Читаем Падение полностью

Право, советую вам, дорогой соотечественник, подумать немножко, каков будет ваш ярлык. Вы молчите? Ну ничего, потом ответите. Во всяком случае, я-то свой ярлык знаю: «Двуликий. Обаятельный Янус». А сверху девиз: «Не доверяйтесь ему». На визитных же карточках будет напечатано: «Жан-Батист Кламанс, комедиант». Знаете, через некоторое время после того вечера, о котором я рассказывал, появилось, как я заметил, что-то новое в моем поведении.
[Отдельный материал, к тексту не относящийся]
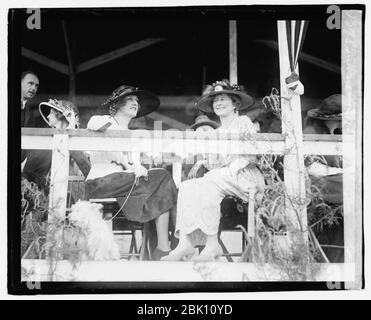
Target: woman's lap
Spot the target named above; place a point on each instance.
(148, 200)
Расставшись со слепым на углу тротуара, до которого я помог ему добраться, я на прощание снимал шляпу и кланялся слепцу. Разумеется, поклон предназначался не для слепого – он ведь не мог меня видеть. Для кого же? Для публики. Роль сыграна, актер кланяется. Недурно, а? Однажды в ту же самую пору владельцу автомобиля, благодарившему меня за помощь в аварии, я ответил, что никто другой не приложил бы столько стараний. Разумеется, я хотел сказать: «Всякий на моем месте». Из-за этой злополучной оговорки у меня сжалось сердце. Ведь я же отличался, по всеобщему мнению, непревзойденной скромностью.

А на самом-то деле, признаюсь, дорогой соотечественник, меня просто распирало от тщеславия. «Я», «я», «я»! – вот лейтмотив моей жизни, он слышался во всем, что я говорил. Я не мог обойтись без хвастовства, но обладал искусством хвастаться с потрясающей скромностью. Правда, я всегда жил привольно и ощущал свою силу. И притом я чувствовал себя совершенно свободным от обязательств перед другими людьми по той простой причине, что всегда считал себя умнее всех, как я вам уже говорил, а также наделенным более совершенными органами чувств; я, например, превосходно стрелял, великолепно водил машину, был отличным любовником. Даже там, где легко было убедиться, что я отстаю от других, например на теннисном корте, ибо в теннис я играл посредственно, я не мог отказаться от мысли, что, будь у меня время потренироваться, я превзошел бы чемпионов. Я видел в себе только замечательные качества, этим объяснялись мое самодовольство и безмятежное душевное спокойствие. Если я уделял внимание ближним, то только из снисходительности, без всякого принуждения и поэтому еще больше заслуживал похвалы и мог подняться еще выше в своей любви к самому себе.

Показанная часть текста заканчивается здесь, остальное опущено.